O Pentágono disse que as revisões têm como objectivo proteger a investigação financiada pelos contribuintes contra transferências não autorizadas de tecnologia, roubo de propriedade intelectual e exploração por adversários estrangeiros.
Segundo o responsável norte-americano, as 30 instituições incluem também a Universidade da Califórnia, Berkeley; a Universidade da Califórnia, San Diego; Universidade Estadual da Pensilvânia; a Universidade da Califórnia, Los Angeles; a Universidade do Sul da Califórnia; Universidade Duque; e Universidade de Nova York.
O comunicado público do departamento não mencionou os nomes das universidades.
A ordem segue-se à divulgação pelo Pentágono, no mês passado, de uma lista actualizada de 130 universidades e instituições de investigação estrangeiras que, segundo ele, estão envolvidas em actividades que aumentam o risco de a investigação e desenvolvimento financiados pelos EUA poderem ser desviados. A maioria são instituições chinesas, incluindo a Universidade de Ciência e Tecnologia da China e a Academia de Ciências Médicas Militares; várias instituições russas e iranianas também estão listadas.
O Pentágono alegou que as instituições estrangeiras da sua lista estavam ligadas a actividades que poderiam permitir que a investigação e a tecnologia dos EUA fossem desviadas para governos estrangeiros. A lista, exigida por uma disposição da Lei de Autorização de Defesa Nacional de 2019, foi desenvolvida pela primeira vez durante o primeiro mandato de Donald Trump com a ajuda do Conselho Americano de Educação.
A campanha da administração colocou cada vez mais as próprias universidades dos EUA sob escrutínio.

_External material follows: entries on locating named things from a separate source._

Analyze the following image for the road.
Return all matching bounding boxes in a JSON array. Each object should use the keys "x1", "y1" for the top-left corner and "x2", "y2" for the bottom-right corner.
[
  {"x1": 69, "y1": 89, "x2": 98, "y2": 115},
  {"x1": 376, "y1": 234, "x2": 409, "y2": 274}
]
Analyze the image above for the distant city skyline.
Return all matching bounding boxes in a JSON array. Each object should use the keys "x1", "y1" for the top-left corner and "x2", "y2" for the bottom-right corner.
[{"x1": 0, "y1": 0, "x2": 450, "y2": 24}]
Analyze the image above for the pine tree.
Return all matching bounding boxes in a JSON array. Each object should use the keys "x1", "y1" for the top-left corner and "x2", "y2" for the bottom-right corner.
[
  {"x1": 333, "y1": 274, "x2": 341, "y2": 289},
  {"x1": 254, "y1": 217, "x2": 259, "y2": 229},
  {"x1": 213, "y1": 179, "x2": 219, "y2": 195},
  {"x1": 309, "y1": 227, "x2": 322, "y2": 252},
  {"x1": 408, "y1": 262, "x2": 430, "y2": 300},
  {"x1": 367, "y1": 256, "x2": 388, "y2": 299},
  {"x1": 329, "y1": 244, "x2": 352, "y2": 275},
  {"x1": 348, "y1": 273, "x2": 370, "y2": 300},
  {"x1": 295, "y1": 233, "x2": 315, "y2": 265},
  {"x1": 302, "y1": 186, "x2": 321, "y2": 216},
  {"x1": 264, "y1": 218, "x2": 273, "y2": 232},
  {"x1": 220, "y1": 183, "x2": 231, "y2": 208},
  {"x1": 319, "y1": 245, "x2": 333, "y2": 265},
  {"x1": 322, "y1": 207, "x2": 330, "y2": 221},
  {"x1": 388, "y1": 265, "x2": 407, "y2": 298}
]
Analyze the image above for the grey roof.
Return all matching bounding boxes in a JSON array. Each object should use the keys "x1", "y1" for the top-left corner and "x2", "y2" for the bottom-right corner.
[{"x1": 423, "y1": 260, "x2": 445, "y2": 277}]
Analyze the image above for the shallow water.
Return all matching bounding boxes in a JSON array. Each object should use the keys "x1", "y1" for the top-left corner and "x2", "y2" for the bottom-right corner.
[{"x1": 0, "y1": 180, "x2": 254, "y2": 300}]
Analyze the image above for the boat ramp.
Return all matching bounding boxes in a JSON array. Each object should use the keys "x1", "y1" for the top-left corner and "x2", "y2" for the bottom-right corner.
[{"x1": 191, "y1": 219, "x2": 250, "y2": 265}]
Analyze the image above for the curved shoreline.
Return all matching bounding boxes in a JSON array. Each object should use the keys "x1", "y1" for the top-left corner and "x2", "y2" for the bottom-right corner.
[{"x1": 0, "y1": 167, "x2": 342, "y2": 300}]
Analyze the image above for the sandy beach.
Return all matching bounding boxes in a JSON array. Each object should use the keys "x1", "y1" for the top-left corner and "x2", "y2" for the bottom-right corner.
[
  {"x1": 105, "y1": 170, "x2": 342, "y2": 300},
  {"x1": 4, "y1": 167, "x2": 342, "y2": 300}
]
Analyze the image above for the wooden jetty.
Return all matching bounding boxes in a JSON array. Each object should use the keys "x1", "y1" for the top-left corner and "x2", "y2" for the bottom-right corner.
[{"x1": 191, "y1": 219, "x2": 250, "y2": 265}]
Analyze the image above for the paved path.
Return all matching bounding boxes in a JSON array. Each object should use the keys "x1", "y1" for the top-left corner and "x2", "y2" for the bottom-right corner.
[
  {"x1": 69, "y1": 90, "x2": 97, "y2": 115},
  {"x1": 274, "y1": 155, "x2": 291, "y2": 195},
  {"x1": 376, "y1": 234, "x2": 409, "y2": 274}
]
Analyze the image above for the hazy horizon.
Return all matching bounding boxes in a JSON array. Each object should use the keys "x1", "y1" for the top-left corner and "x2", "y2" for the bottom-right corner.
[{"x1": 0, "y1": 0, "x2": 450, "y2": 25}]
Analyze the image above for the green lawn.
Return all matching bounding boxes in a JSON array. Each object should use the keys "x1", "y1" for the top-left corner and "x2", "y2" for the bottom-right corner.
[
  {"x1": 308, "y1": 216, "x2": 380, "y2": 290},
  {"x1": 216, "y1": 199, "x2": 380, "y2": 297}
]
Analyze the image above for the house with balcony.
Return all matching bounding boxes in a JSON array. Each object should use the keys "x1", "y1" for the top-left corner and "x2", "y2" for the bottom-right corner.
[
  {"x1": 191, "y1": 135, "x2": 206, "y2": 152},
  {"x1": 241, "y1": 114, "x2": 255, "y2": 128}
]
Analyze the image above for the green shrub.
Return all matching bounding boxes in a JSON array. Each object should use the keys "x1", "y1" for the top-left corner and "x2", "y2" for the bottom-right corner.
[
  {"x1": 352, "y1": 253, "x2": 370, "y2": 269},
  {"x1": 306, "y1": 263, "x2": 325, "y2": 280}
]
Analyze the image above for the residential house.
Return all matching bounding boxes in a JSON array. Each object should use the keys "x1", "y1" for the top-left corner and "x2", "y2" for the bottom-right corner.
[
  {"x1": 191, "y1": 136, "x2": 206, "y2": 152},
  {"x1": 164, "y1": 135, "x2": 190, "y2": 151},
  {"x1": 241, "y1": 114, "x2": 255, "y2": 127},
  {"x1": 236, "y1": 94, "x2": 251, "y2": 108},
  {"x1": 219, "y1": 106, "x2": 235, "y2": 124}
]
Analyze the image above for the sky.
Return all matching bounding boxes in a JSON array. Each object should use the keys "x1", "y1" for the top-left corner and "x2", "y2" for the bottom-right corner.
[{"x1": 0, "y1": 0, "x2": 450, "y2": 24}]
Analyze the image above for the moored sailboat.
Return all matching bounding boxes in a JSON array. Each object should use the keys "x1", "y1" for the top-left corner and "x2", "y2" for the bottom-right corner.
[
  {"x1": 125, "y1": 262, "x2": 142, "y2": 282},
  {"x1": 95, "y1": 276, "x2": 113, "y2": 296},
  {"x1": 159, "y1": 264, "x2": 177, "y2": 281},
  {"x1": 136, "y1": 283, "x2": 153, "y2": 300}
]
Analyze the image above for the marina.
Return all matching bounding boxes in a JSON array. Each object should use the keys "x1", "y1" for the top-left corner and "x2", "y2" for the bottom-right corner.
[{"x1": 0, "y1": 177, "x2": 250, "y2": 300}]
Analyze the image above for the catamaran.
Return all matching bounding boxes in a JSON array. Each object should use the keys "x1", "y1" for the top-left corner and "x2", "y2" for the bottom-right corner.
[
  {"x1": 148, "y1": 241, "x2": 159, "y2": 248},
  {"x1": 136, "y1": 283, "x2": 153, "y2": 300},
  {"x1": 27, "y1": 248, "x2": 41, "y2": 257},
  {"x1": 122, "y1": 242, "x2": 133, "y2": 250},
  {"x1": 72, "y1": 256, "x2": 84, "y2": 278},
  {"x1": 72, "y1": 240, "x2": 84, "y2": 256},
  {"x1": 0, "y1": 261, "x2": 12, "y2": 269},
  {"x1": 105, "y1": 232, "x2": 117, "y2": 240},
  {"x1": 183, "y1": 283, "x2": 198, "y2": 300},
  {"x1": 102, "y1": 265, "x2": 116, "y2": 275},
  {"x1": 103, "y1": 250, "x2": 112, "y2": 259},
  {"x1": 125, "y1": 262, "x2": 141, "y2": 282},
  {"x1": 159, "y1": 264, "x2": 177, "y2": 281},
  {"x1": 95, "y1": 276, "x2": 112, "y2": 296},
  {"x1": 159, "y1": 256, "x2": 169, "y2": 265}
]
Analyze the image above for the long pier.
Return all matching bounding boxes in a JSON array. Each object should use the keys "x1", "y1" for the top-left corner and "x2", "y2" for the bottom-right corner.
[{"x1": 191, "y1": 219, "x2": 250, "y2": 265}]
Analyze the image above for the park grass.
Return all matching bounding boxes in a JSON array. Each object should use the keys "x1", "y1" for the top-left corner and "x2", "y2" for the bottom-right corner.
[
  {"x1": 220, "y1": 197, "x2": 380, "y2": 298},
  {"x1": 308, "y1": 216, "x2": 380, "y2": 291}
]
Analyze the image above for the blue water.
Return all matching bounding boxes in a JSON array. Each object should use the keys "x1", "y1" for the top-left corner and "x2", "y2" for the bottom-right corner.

Em Novembro passado, mais de três dezenas de universidades, incluindo Harvard, Yale, Stanford e Duke, enfrentaram uma possível suspensão do programa Diplomacy Lab do Departamento de Estado, que junta investigadores universitários com gabinetes de política do Departamento de Estado em projectos de política externa, devido às suas práticas de contratação de diversidade, equidade e inclusão. Um memorando interno e uma planilha obtidos pelo Guardian na época mostraram que o departamento estava se movendo para remover 38 instituições do programa e adicionar 10 escolas.
Harvard tem sido um alvo específico da administração. Um juiz federal dos EUA rejeitou recentemente seu processo que alegou que a universidade falhou em proteger estudantes judeus e israelenses do assédio após a guerra em Gaza.
O Departamento de Justiça também está investigando se Harvard permitiu que doadores chineses estabelecessem bolsas de estudo que excluíssem estudantes americanos, parte de uma série mais ampla de investigações e disputas federais envolvendo a instituição da Ivy League.
A administração Trump retratou repetidamente o acesso de Pequim à tecnologia, investigação e infra-estruturas americanas como uma preocupação de segurança nacional. Também procurou combater a influência chinesa em todo o hemisfério ocidental, incluindo o envolvimento chinês em portos perto do Canal do Panamá, infra-estruturas financiadas através da iniciativa Belt and Road de Pequim e investimento em redes de telecomunicações.
A China rejeitou a caracterização de Washington da cooperação académica como uma ameaça à segurança.
Um porta-voz da embaixada chinesa disse à Associated Press que Pequim se opôs à politização dos “intercâmbios científicos, educacionais e académicos normais” e instou Washington a “abandonar a mentalidade de guerra fria e promover um ambiente aberto, justo e não discriminatório” para intercâmbios académicos e científicos entre os dois países.